Langs de Leidsevaart aan de toenmalige rand van Haarlem werd op 15 juni 1895 onder leiding van bisschop Caspar Bottemanne de eerste paal geslagen voor de kathedrale basiliek Sint Bavo, de nieuwe bisschopskerk. De ontwerpschetsen waren gemaakt door Pierre Cuypers, architect van het Rijksmuseum en het Centraal Station in Amsterdam en van tientallen katholieke kerken en kloosters door heel het land. Omdat de beroemde architect al op leeftijd was kwam de bouw onder leiding te staan van zijn zoon Joseph Cuypers, ook de bouwmeester van de rooms-katholieke Sint Agathakerk aan de Breestraat in Beverwijk en de Sint-Antonius-van-Paduakerk in Aerdenhout.
De bouw van de nieuwe kathedraal was in 1930 voltooid. De inwijding bezegelde het einde van de lange weg die de rooms-katholieken in Noord- en Zuid-Holland waren gegaan. Hun oude kathedraal, de middeleeuwse Bavo aan de Grote Markt, was net als alle andere kerken in Holland ruim drie eeuwen eerder in bezit genomen door de protestanten, tijdens de Hervorming en de eerste jaren van strijd tegen Spanje. Ruim tweehonder jaar lang werden katholieken gedoogd maar mochten zij niet openlijk hun geloof belijden. Sinds 1795 was er in Nederland formeel vrijheid van godsdienst en was het gedaan met de bevoorrechte positie van de Hervormde Kerk. Maar pas met de Grondwet van 1848 waarin definitief de scheiding van Kerk en Staat was vastgelegd en de gelijkberechtiging van alle geloofsrichtingen, kwam de weg vrij voor het herstel van de rooms-katholieke kerkorgansatie. De katholieken kregen hun kerken niet terug, maar kwamen uit de schaduw vandaan. Na 1853 zetelde in Haarlem voor het eerst weer een rooms-katholieke bisschop. Het nieuwe bisdom omvatte globaal de provincies Noord- en Zuid-Holland. De pas gebouwde Sint Josephkerk aan de Jansstraat deed dienst als tijdelijke kathedraal.

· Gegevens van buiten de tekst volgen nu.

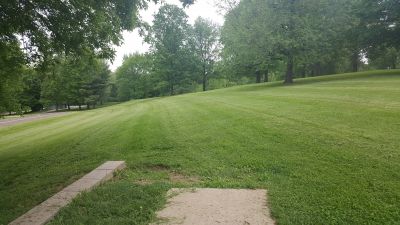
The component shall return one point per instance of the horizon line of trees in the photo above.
(55, 53)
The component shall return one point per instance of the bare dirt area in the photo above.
(209, 206)
(28, 118)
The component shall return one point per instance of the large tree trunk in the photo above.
(258, 76)
(266, 75)
(204, 78)
(354, 61)
(394, 63)
(289, 70)
(171, 89)
(204, 83)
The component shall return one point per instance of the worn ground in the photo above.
(326, 149)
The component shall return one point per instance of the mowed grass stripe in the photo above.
(326, 155)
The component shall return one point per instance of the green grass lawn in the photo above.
(327, 149)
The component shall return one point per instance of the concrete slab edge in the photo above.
(44, 212)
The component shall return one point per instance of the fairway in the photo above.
(327, 150)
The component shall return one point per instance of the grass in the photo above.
(327, 149)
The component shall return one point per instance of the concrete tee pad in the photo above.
(45, 211)
(208, 206)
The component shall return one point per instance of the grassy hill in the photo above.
(327, 149)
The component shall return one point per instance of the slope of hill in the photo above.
(327, 149)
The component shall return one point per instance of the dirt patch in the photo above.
(180, 178)
(216, 207)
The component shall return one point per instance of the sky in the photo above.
(134, 43)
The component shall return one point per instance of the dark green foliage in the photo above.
(206, 48)
(76, 81)
(311, 37)
(134, 78)
(171, 49)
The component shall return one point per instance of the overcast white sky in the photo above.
(134, 43)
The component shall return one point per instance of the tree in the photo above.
(134, 78)
(259, 35)
(206, 35)
(11, 68)
(47, 27)
(172, 50)
(77, 81)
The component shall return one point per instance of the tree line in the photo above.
(54, 53)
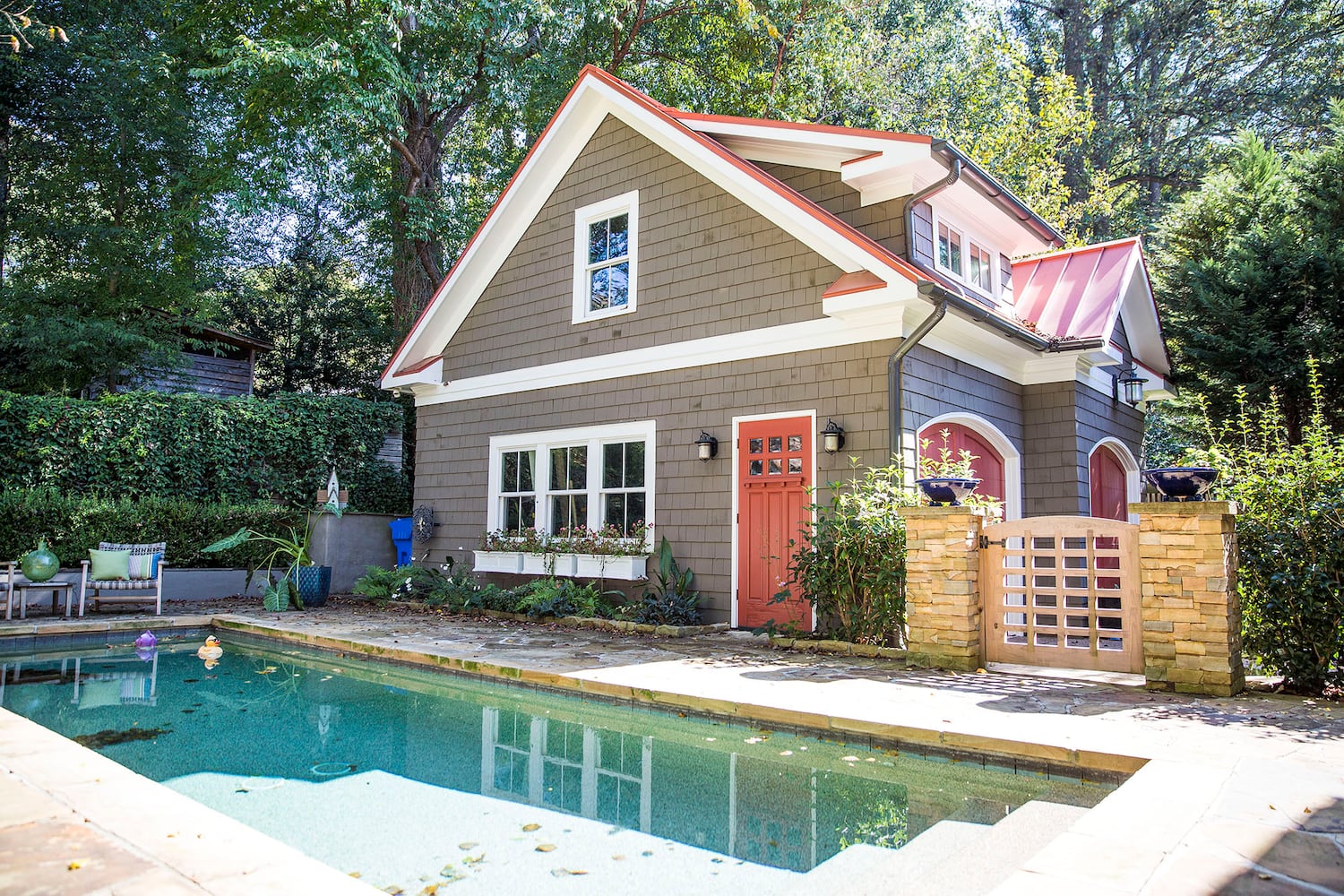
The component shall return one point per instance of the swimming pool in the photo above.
(411, 778)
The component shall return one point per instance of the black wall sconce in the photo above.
(832, 437)
(1129, 383)
(706, 446)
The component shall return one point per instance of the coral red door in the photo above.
(1107, 485)
(988, 463)
(774, 470)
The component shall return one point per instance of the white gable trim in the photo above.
(594, 97)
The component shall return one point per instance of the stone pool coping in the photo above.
(1236, 794)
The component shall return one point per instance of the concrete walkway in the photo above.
(1231, 796)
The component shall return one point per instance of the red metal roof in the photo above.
(1075, 292)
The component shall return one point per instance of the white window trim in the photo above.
(968, 237)
(590, 435)
(1133, 485)
(996, 438)
(628, 203)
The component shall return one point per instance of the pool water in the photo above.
(411, 778)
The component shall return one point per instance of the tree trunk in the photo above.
(417, 263)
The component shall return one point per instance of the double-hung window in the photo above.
(605, 238)
(594, 476)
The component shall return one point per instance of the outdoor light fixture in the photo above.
(707, 445)
(1131, 383)
(832, 437)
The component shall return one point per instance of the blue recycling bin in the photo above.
(402, 538)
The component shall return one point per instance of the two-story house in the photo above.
(650, 279)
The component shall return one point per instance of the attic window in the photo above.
(605, 257)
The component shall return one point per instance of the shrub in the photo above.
(669, 599)
(851, 559)
(1290, 536)
(203, 447)
(74, 524)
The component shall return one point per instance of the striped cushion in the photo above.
(144, 565)
(124, 584)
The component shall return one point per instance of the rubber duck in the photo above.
(210, 651)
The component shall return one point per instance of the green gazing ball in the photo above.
(40, 564)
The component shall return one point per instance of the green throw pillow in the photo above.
(109, 564)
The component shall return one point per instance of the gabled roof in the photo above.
(596, 96)
(1082, 292)
(1067, 293)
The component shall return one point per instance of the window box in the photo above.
(605, 565)
(499, 562)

De nieuwe Bavo aan de Leidsevaart overtrof in afmetingen ruim de oude Bavo aan de Grote Markt en getuigde zo van het herwonnen rooms-katholieke zelfbewustzijn. Joseph Cuypers had als kroon op het werk twee torens van 70 meter hoog ontworpen, die een flink stuk uittorenden boven de dakruiter van de oude Bavo. Maar dat was de Haarlemse stadsbestuurders toch te gortig. De torens mochten niet hoger worden dan 55 meter. De kathedraal moest het daarom blijvend stellen zonder de geplande torenspitsen.

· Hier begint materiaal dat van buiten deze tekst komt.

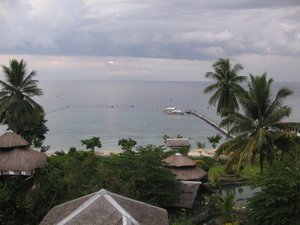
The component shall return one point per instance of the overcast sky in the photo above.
(150, 40)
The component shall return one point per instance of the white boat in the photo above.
(176, 111)
(173, 110)
(169, 109)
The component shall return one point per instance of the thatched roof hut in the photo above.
(177, 142)
(184, 167)
(106, 208)
(179, 160)
(187, 194)
(16, 158)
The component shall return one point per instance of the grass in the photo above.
(247, 173)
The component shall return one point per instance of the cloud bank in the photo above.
(246, 31)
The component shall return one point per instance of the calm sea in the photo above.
(113, 110)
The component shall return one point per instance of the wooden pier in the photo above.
(210, 122)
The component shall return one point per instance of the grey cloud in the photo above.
(156, 29)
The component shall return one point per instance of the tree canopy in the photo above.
(18, 110)
(260, 112)
(226, 86)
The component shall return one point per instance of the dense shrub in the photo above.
(279, 201)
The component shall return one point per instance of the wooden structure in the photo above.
(190, 177)
(106, 208)
(185, 168)
(16, 158)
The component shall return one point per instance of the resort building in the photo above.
(106, 208)
(190, 177)
(16, 158)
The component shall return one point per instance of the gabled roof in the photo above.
(188, 173)
(21, 159)
(179, 160)
(187, 194)
(12, 140)
(106, 208)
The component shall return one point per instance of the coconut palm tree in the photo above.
(260, 112)
(17, 108)
(227, 85)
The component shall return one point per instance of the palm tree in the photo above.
(252, 128)
(17, 108)
(226, 86)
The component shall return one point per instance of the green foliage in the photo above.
(92, 143)
(17, 108)
(226, 203)
(253, 136)
(127, 144)
(140, 175)
(279, 201)
(15, 207)
(227, 85)
(214, 140)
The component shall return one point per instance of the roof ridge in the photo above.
(134, 200)
(127, 218)
(79, 209)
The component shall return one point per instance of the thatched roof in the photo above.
(177, 142)
(179, 160)
(21, 159)
(187, 194)
(106, 208)
(12, 140)
(188, 173)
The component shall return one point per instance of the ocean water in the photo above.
(113, 110)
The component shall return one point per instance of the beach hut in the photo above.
(184, 168)
(16, 158)
(178, 142)
(105, 208)
(190, 177)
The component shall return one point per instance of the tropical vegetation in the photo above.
(139, 175)
(279, 200)
(226, 86)
(253, 127)
(18, 110)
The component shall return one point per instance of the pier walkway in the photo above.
(212, 123)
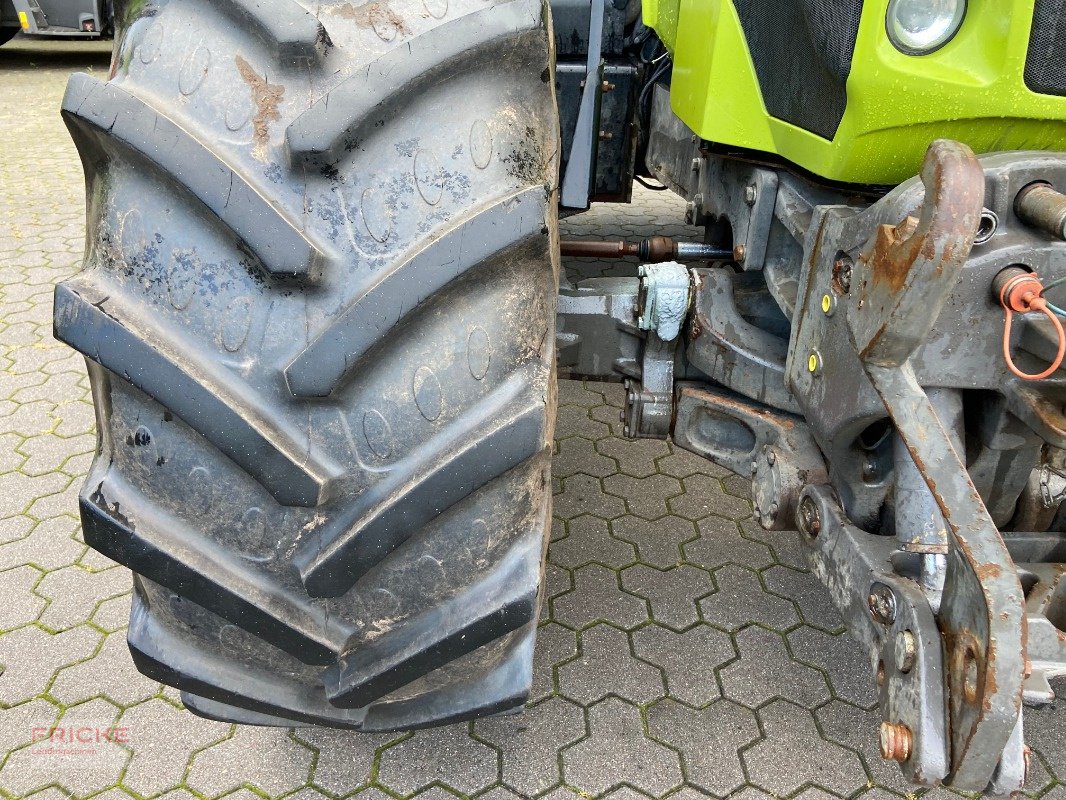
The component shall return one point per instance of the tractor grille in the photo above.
(1046, 61)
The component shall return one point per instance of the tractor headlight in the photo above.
(919, 27)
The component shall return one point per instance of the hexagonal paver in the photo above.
(635, 458)
(808, 593)
(645, 497)
(590, 540)
(764, 670)
(267, 758)
(31, 657)
(617, 751)
(841, 658)
(18, 603)
(788, 546)
(345, 760)
(554, 644)
(689, 660)
(793, 753)
(49, 546)
(572, 420)
(721, 543)
(709, 740)
(162, 738)
(608, 667)
(529, 744)
(110, 672)
(673, 593)
(445, 754)
(704, 496)
(74, 592)
(858, 730)
(597, 597)
(658, 541)
(582, 494)
(81, 768)
(577, 456)
(741, 601)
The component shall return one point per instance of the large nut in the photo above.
(895, 741)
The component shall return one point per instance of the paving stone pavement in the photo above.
(683, 652)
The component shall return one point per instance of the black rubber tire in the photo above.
(318, 308)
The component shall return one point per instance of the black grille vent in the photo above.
(1046, 61)
(802, 51)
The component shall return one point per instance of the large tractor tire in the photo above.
(318, 310)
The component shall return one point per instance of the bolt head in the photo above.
(882, 603)
(895, 741)
(810, 520)
(814, 363)
(869, 470)
(906, 651)
(842, 274)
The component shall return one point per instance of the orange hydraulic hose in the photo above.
(1022, 293)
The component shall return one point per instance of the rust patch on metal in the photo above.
(267, 96)
(373, 14)
(988, 571)
(894, 251)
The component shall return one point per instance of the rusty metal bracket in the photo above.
(906, 272)
(904, 276)
(895, 626)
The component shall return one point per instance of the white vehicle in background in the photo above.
(93, 18)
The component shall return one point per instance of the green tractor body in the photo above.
(822, 84)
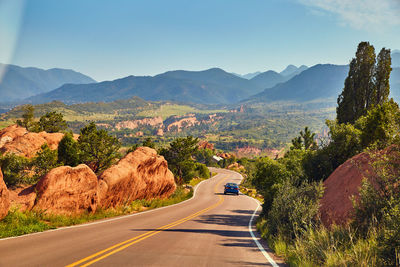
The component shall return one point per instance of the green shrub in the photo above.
(15, 169)
(68, 151)
(294, 209)
(97, 148)
(52, 122)
(43, 162)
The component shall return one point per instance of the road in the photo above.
(211, 229)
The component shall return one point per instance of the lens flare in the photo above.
(11, 12)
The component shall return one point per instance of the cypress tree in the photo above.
(382, 75)
(359, 89)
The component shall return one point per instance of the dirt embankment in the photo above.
(344, 184)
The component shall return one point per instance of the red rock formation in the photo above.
(344, 183)
(160, 132)
(16, 139)
(23, 197)
(67, 190)
(140, 174)
(205, 145)
(10, 133)
(4, 198)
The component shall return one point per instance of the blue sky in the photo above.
(115, 38)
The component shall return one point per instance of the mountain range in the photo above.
(17, 83)
(212, 86)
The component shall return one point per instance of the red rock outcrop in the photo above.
(23, 198)
(345, 182)
(140, 174)
(9, 133)
(16, 139)
(67, 190)
(205, 145)
(4, 198)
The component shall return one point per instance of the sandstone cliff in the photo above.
(67, 190)
(140, 174)
(16, 139)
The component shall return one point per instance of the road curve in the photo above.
(211, 229)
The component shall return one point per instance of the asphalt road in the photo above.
(211, 229)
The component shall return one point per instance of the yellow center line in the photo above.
(120, 246)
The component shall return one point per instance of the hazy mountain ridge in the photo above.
(18, 82)
(322, 81)
(213, 86)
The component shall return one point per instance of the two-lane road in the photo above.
(211, 229)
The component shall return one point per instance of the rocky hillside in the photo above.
(141, 174)
(344, 183)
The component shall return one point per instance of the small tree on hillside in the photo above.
(97, 148)
(179, 156)
(68, 151)
(27, 117)
(366, 85)
(305, 140)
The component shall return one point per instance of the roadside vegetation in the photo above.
(292, 187)
(99, 150)
(20, 223)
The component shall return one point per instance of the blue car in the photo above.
(231, 188)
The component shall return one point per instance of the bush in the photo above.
(97, 148)
(294, 209)
(43, 162)
(52, 122)
(68, 151)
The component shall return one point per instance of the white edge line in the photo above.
(110, 219)
(260, 247)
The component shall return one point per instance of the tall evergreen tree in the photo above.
(359, 89)
(382, 75)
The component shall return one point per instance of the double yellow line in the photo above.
(120, 246)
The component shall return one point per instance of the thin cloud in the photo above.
(360, 14)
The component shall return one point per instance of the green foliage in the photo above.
(294, 208)
(149, 143)
(97, 148)
(15, 169)
(380, 127)
(19, 223)
(366, 85)
(179, 157)
(68, 151)
(52, 122)
(44, 161)
(306, 140)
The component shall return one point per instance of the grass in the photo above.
(4, 124)
(168, 110)
(19, 223)
(319, 246)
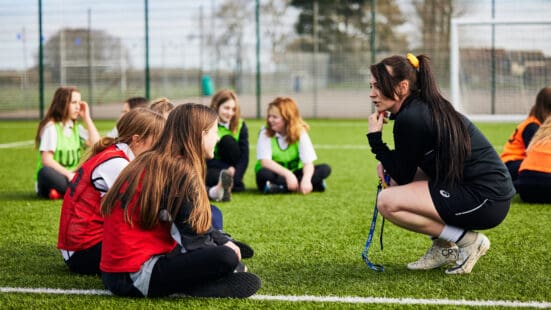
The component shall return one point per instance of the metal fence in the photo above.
(317, 53)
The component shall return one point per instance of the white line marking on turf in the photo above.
(16, 144)
(306, 298)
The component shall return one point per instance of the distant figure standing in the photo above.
(61, 141)
(162, 106)
(285, 154)
(534, 177)
(231, 156)
(514, 150)
(131, 103)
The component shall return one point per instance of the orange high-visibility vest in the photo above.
(515, 149)
(538, 157)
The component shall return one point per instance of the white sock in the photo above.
(451, 233)
(467, 239)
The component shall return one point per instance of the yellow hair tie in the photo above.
(413, 60)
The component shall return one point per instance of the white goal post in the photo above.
(498, 79)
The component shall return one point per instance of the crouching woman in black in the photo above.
(447, 179)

Alkmaar had al eerder twee imposante nieuwe katholieke kerken gekregen, de Sint Laurentiuskerk aan het Verdronkenoord en de Dominicuskerk aan de Laat, beide ontworpen door Cuypers senior. In de katholieke herleving paste ook de herbouw van Sint-Adelbertabdij in Egmond die in 1935 begon en van het heiligdom van Onze Lieve Vrouwe ter Nood in Heiloo in 1909. Vijf jaar later trokken er al weer zoveel bedevaartsgangers naar Heiloo dat op het station een speciaal perron moest worden ingericht voor de vele extra treinen. Ook in de Kennemer dorpen kregen de rooms-katholieken hun eigen kerkgebouwen, soms niet ver van de oude dorpskerk die in protestantse handen bleef.

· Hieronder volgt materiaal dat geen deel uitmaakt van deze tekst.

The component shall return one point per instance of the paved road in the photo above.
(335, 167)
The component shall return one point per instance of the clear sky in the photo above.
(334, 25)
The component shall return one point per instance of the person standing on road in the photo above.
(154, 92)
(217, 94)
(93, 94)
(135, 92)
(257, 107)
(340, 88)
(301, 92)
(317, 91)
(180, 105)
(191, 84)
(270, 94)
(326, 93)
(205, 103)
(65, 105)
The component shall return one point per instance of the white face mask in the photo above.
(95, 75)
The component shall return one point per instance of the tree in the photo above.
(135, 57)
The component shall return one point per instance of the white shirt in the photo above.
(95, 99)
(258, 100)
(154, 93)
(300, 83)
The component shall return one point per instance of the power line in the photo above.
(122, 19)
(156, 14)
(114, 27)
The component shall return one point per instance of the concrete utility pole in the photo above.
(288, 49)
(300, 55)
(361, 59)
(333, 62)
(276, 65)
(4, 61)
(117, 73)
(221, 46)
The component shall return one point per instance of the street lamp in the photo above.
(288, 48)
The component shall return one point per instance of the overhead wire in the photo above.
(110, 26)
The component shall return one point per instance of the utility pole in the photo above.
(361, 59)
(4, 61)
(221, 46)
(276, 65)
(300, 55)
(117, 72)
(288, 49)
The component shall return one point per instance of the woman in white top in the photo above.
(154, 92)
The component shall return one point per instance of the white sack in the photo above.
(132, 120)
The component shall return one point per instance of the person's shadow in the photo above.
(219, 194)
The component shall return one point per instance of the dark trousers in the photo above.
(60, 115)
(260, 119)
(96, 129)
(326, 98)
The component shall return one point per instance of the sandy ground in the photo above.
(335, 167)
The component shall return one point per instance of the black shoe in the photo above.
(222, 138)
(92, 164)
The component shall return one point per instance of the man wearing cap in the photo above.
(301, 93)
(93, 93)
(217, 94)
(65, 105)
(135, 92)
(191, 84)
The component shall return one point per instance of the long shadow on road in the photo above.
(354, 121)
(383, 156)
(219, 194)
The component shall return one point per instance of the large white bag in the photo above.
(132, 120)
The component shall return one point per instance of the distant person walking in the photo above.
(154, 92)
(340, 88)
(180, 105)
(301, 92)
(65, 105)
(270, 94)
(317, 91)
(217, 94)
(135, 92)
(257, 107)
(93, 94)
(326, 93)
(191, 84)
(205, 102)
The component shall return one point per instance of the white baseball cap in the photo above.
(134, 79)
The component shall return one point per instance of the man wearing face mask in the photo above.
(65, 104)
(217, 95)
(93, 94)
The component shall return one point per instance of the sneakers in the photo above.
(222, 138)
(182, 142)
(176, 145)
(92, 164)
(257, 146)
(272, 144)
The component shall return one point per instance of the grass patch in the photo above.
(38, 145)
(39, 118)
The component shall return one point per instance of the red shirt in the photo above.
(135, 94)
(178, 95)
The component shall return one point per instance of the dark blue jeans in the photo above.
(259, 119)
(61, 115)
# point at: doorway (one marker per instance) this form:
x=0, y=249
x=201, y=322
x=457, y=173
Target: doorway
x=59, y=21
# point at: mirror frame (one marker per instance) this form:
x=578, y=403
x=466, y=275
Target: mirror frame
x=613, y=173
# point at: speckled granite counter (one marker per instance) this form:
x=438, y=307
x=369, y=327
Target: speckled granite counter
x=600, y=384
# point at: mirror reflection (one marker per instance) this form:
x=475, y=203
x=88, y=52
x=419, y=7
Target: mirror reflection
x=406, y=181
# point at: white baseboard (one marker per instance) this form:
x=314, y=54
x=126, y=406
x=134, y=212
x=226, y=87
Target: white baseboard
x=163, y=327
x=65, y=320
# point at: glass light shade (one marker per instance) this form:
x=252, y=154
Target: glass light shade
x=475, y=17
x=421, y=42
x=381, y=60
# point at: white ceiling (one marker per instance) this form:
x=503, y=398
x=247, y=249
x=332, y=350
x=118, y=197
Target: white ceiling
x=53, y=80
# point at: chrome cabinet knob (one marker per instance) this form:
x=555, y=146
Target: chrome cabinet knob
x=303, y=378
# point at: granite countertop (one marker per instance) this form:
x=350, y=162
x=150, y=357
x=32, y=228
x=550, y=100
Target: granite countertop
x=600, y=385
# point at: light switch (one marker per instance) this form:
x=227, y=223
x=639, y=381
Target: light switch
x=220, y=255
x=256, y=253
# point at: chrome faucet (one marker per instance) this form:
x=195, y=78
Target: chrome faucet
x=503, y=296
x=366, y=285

Naar buiten timmerden parochianen en bisdom aan de weg met de oprichting van eigen welzijnsorganisaties en onderwijsinstellingen. Er kwamen kruisverenigingen en ziekenhuizen als de Maria Stichting in Haarlem en het Johannes de Deo in Schoten net als tal van lokale lagere en middelbare scholen. De onderwijzers werden opgeleid aan de Bischoppelijke Kweekschool in Beverwijk, terwijl het bisdom met het Kleinseminarie Hageveld ook een eigen opleiding kreeg voor jongeren met een priesterroeping. Al snel ontstond er een bloeiend rooms verenigingsleven. Overal in Kennemerland schoten katholieke koren, jongelingenverenigingen, sportclubs en toneelgezelschappen op. In het verzuilde Nederland van voor de Tweede Wereldoorlog telde de katholieke 'zuil' volop mee tussen de zuilen van gereformeerden, socialisten en liberalen. Tot met de ontkerkelijking in de jaren '60 het aantal actieve gelovigen begon te slinken en sommige kerkgebouwen geleidelijk weer overbodig werden, onder de slopershamer kwamen of een nieuwe, meer wereldse bestemming kregen.